The company recently launched Qwen3-Max, described as its “largest and most capable” AI model. Alibaba has pledged to build new data centers overseas and increase AI spending.
Citi Research analysts expect this increased spending to show up in adjusted EBITDA. As Alibaba ramps up to meet AI cloud demand, costs will rise.
Chong believes these projects are essential for strengthening Alibaba’s products. They support long-term growth in the company’s digital ecosystem.
U.S.-listed shares fell 4% to $173.89 on Thursday. Despite the decline, shares have gained 77% over the past year.
The stock benefits from sustained enthusiasm for artificial intelligence. The technology push has helped offset concerns about competition in traditional e-commerce.

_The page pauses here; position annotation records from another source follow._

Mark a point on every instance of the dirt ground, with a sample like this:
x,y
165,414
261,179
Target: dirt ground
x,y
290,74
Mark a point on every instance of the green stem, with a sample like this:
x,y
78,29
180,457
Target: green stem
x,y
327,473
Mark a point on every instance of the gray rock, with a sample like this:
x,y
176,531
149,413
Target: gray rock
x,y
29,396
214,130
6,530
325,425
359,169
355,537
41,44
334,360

Analysts remain bullish on Alibaba’s trajectory. Of 56 analysts tracked by FactSet, 51 rate the stock as Buy or equivalent.
Four analysts rate it at Hold and one at Sell. On TipRanks, 19 analysts give Buy ratings while two give Hold ratings.
The average Alibaba price target stands at $191.99. This implies about 10.54% upside potential from current levels.
Citi rates Alibaba at Buy with a $218 price target, up from $217. Jefferies’ $230 target remains the most optimistic among major firms covering the stock.